“你回来了。”
洛渊微微向她转过头来,脸上带着淡淡的笑,“嗯。”
“回来就好。”林旸吸了吸鼻子,她不想责怪她,可又忍不住问她,“你去哪里了,我找了你好久。”
洛渊的声音依旧温温柔柔的,听起来像是在哄她,“我当时听到你成功逃走了,我想去追你,但那时对你的感知越来越弱,可能是离得太远感觉不到了。”
林旸放下心来,她想起那个男人当时的那些话,不禁打了个冷颤,还好洛渊还是在的。林旸松了一口气,顺手按开了灯,屋子里一下变得亮堂起来,林旸走向洛渊的脚步蓦地顿住,视线死死盯在洛渊的眼睛上,原本洁白的纱布由里向外渗出了浅淡的红色,就像是洛渊曾经哭过一样。
“怎么了?”洛渊意识到林旸的不对劲,偏着头轻声问了一句,屋子里一片死寂,洛渊安静地等了许久,低下头苍白地笑了笑,“我看起来可怕吗。”林旸看着她细瘦的手指慢慢抚过自己的脸,最后落在那道自始至终蒙在她眼睛的纱布上。

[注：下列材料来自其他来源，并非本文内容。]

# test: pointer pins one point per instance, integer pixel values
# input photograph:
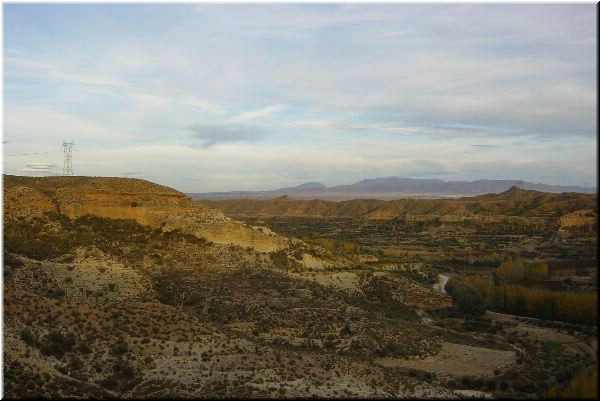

“不可怕,你特别好看。”林旸后知后觉地向前迈步,走到她身边,弯下腰抱了她一下,臂弯里空荡荡的没有着落,林旸伸直了胳膊,又抱了她一下,眼泪就不听话地落了下来,“你的眼睛也特别好看。”
那天晚上林旸向洛渊做了坦白,坦白了自己喜欢上一只鬼的故事,林旸平静地说,洛渊安静地听,最后林旸问洛渊,“我们不找记忆了好不好。”
洛渊的嘴唇抿了抿,对她露出温柔的笑,“好。”
(八)
林旸骗了洛渊。
从男人那逃回来的那天夜里林旸做了一晚上的噩梦,醒来时浑身都是冰凉的,因为那些不是梦,是她丢失的记忆,原本看不见的人,是她。
林旸初三时在自家的保姆车里出了事故,事故原因她已经不想知道了,商业上的竞争多的是看不见的明枪暗箭,何况她父亲是掌管这座城市经济命脉的落雨集团的当家,脚下数不清有多少桩的妻离子散。
接下来的三年里她被不停送到各个国家,各个医院,小白鼠一样地被他们不停变换着治疗方案,兴许是她父亲积下的债都偿还到了她身上,她的眼睛始终没能治好,只能看见朦朦胧胧的光,她的主治大夫说,干脆冒险换掉她的眼角膜,成功便好了,不成功便完全瞎了,她的父亲同意了,因为再过不久就到她着手接触公司事务的年纪了,如果这个女儿治不好了,只能另换一个。